According to KPMG’s global cash management survey of 300 chief financial officers and treasurers of global multinational companies this year, cash remains a priority. However, its perceived importance is decreasing as companies outperform their expectations. The report highlighted that improvements have been made with net working capital, but the majority of companies surveyed have no incentive packages linked to cashflow targets for employees.

Linda Zhang, China treasury manager at Honeywell in Shanghai, agrees that companies have performed better than expected in the past year. Cash balances have increased in China, but working capital remains the key managing point within treasury operations for finance teams. And incentive packages are an important tool at Honeywell.

“Working capital is always an incentive indicator for performance,” said Zhang. She attributes Honeywell’s success in reducing working capital requirements from $40 million to $6 million to a programme focused on end-to-end processes for accounts receivables. Through the same programme, the company also reduced days sales outstanding by almost 50% from 54 days to 28 days, and simultaneously extended payment terms for customers from 60 days to 75 days.

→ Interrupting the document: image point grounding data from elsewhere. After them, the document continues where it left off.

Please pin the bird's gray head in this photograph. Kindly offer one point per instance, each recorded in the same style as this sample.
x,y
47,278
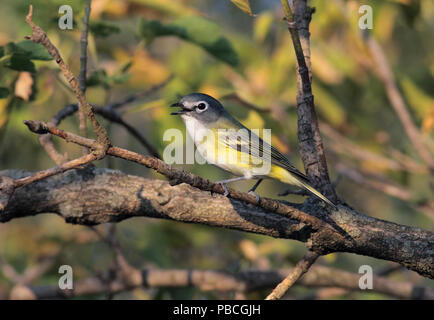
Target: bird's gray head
x,y
200,106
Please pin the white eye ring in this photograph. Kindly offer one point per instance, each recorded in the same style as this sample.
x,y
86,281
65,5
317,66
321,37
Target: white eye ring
x,y
201,106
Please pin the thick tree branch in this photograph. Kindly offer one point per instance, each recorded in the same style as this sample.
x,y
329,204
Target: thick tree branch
x,y
210,280
310,142
92,196
299,270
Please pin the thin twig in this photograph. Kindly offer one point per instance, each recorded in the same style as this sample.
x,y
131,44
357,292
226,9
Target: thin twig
x,y
83,67
299,270
39,36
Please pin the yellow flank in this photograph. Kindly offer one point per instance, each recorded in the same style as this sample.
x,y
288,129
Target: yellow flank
x,y
243,164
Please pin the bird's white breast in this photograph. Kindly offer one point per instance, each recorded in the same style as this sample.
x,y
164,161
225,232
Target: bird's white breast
x,y
196,131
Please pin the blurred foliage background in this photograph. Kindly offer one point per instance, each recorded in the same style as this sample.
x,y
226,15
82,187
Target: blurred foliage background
x,y
215,48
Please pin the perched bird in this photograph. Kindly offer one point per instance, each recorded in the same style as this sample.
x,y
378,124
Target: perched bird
x,y
203,113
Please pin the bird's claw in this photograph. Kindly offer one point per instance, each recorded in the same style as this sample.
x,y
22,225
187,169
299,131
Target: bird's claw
x,y
256,196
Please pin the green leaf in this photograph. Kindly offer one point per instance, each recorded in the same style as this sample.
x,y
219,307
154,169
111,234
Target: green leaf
x,y
4,92
103,29
100,78
244,6
196,30
262,26
35,51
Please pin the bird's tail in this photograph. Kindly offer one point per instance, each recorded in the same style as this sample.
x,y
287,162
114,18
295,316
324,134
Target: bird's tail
x,y
287,177
316,193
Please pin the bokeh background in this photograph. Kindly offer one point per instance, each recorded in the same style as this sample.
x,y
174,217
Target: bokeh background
x,y
213,47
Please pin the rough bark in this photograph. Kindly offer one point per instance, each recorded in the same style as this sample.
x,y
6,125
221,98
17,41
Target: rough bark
x,y
93,196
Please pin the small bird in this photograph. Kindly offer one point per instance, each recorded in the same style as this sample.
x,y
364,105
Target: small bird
x,y
203,113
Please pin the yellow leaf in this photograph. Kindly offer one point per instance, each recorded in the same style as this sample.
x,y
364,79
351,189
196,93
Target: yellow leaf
x,y
244,5
262,26
428,122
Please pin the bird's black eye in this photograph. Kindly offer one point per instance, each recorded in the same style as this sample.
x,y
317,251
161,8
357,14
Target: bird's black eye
x,y
201,106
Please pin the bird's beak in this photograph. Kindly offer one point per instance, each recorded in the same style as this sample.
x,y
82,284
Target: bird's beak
x,y
180,105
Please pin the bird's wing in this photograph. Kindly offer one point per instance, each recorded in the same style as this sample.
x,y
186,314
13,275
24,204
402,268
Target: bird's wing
x,y
247,141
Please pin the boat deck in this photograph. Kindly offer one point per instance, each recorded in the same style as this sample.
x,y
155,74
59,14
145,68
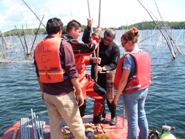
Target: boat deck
x,y
100,131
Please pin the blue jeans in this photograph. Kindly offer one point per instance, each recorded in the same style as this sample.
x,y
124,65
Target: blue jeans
x,y
136,115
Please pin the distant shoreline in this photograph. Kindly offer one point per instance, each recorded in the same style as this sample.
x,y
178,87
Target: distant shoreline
x,y
146,25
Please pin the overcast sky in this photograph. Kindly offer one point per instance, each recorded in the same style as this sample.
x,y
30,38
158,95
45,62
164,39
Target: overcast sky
x,y
114,13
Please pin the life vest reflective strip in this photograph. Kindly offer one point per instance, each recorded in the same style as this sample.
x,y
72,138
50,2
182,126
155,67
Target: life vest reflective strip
x,y
142,79
47,56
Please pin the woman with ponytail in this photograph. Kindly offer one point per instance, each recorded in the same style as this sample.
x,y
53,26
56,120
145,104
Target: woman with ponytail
x,y
132,79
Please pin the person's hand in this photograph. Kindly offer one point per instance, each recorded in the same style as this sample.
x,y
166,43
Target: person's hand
x,y
96,60
80,99
89,22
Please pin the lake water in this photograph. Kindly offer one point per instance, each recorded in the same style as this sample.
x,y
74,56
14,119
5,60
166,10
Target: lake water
x,y
19,90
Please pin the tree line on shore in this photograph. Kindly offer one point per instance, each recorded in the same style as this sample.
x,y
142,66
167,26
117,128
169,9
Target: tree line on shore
x,y
141,26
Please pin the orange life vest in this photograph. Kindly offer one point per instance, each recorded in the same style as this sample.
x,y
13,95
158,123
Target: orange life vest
x,y
142,79
47,57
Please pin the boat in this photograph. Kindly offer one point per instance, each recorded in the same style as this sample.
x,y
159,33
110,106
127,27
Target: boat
x,y
36,129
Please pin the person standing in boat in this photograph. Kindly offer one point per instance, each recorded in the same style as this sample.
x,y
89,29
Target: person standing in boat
x,y
109,53
133,79
82,51
57,75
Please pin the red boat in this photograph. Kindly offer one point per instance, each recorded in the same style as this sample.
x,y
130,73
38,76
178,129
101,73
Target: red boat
x,y
98,131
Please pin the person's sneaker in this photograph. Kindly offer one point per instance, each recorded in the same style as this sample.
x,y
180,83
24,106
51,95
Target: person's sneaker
x,y
113,121
98,119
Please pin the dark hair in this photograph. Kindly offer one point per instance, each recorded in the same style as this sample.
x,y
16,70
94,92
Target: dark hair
x,y
54,25
131,35
110,33
73,24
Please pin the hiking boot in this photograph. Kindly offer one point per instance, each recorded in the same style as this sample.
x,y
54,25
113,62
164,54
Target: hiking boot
x,y
113,121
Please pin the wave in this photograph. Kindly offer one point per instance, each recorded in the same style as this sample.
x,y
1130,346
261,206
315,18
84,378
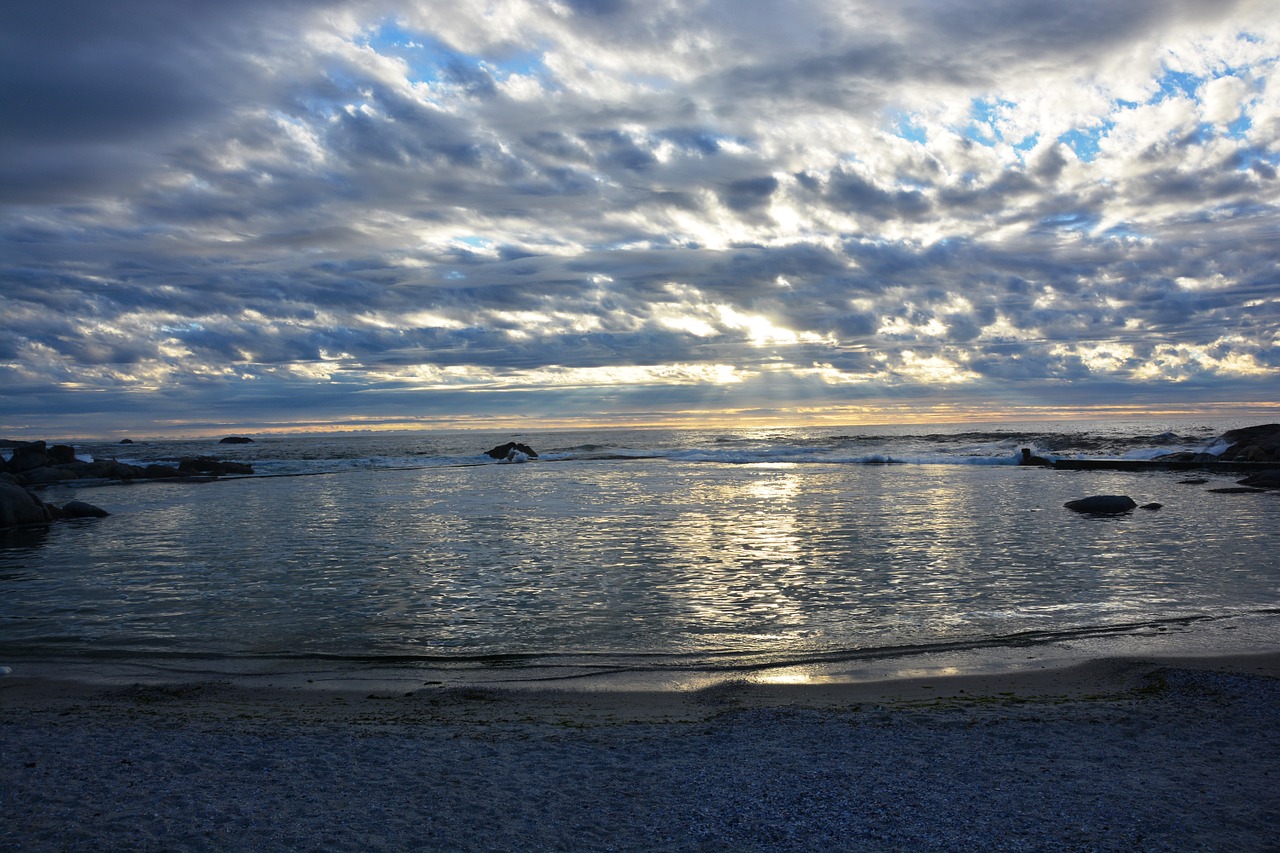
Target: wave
x,y
887,446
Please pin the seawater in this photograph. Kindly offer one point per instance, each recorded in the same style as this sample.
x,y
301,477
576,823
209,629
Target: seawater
x,y
635,551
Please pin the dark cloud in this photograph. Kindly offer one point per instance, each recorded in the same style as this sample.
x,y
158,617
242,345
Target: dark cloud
x,y
261,209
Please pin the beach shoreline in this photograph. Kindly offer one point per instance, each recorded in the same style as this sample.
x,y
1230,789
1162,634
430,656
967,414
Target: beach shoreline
x,y
1105,755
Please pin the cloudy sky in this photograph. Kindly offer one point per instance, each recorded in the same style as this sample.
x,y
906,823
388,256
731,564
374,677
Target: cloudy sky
x,y
246,215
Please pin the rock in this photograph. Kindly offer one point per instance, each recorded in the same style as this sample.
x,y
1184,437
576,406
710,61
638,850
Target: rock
x,y
160,471
28,456
45,475
211,466
19,507
82,510
510,450
1262,479
1102,505
1028,459
1252,445
113,470
62,454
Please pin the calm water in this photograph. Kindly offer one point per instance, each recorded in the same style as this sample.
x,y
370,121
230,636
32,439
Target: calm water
x,y
635,548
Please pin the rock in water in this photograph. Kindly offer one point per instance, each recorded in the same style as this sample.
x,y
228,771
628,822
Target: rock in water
x,y
1102,505
18,507
1264,479
1253,445
510,450
82,510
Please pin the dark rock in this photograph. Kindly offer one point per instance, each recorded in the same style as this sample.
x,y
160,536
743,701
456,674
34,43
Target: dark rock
x,y
45,475
510,450
211,466
82,510
1253,445
1262,479
1028,459
160,471
19,507
28,456
62,454
113,470
1102,505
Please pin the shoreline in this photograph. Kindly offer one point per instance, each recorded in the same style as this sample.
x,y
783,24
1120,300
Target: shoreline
x,y
1106,755
1095,680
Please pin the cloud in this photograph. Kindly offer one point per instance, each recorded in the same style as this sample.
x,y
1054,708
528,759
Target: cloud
x,y
543,208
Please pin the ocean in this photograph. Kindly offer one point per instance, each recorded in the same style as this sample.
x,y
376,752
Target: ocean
x,y
640,557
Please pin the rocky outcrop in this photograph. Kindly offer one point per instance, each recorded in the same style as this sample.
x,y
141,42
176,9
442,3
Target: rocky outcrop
x,y
510,451
1252,445
21,509
210,466
1031,459
1102,505
1262,479
36,464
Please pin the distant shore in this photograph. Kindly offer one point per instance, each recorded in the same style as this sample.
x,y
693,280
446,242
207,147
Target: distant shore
x,y
1110,755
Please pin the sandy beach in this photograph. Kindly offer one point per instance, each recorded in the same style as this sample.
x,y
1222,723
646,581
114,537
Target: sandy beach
x,y
1110,755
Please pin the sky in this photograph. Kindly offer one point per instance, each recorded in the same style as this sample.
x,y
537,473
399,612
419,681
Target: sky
x,y
260,217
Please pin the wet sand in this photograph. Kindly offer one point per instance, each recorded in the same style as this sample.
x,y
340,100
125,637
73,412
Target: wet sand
x,y
1109,755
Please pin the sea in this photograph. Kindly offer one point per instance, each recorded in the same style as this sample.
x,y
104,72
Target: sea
x,y
641,559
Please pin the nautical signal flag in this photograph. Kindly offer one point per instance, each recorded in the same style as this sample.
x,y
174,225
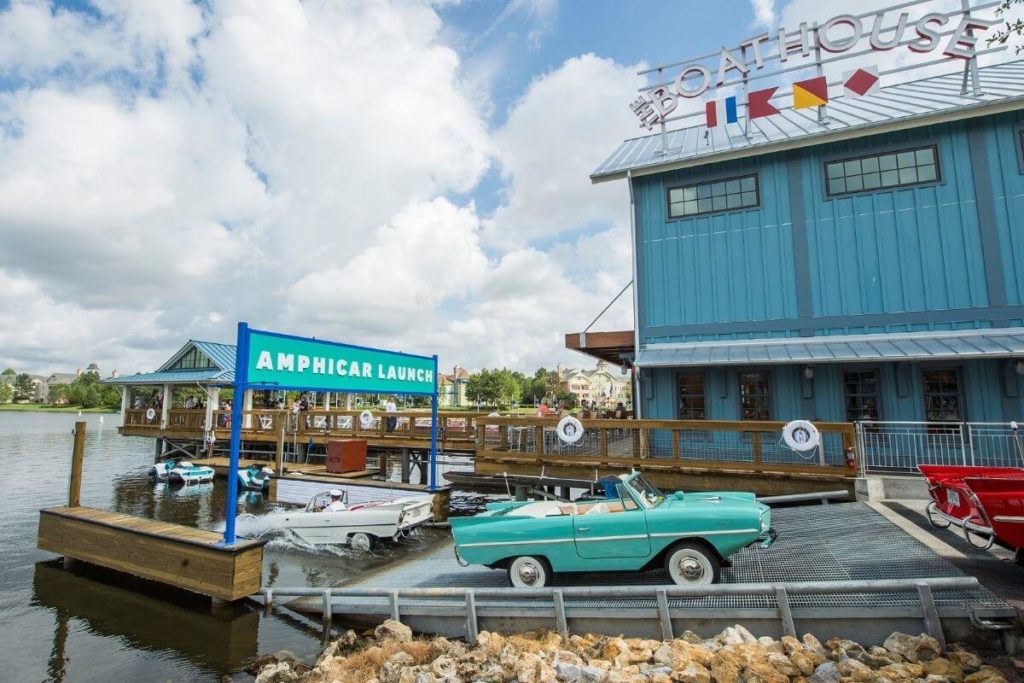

DuPont has a slightly different approach. “Our focus on working capital management in recent years has increased a lot before and after the [global financial] crisis. We have a global supplier finance programme which provides incentives to our customers for early payment,” said Kevin Xuejin Zhang, the firm's China treasury manager.

The US-based chemical company offers active discounts for its account receivables in China. The finance team tailors different offers for each individual customer, offering an attractive discount for early payments. Zhang explained that during the financial crisis, the company was forced to accept banker’s drafts from its customers. This meant that they had to deal with banks directly for accounts receivables and accept a reduced payment figure. Therefore, offering an early payment discount and communicating directly with customers was preferred.

Improving working capital can be achieved in many ways depending on the stage of development at the company. For global beer producer AB Inbev, known for its Budweiser, Stella Artois and Hoegaarden beer brands among others, focusing on accounts payables was vital. Throughout 2009 the company worked on improving communication of cashflow, extending payments terms and educating employees at different levels to meet cashflow targets from sales leaders down to workers at individual breweries.

“As a sales leader, you don’t just sell, but you should keep good sales terms and relationships with major customers. If you are in a factory or a brewery, keeping accurate inventory levels for finished goods and raw materials is very important,” said Lisa Wang, Chinese treasury director at AB Inbev.

There are situations where the customer may always be right. But for companies venturing into China and for Chinese companies themselves, it seems the customer is not king, at least not yet.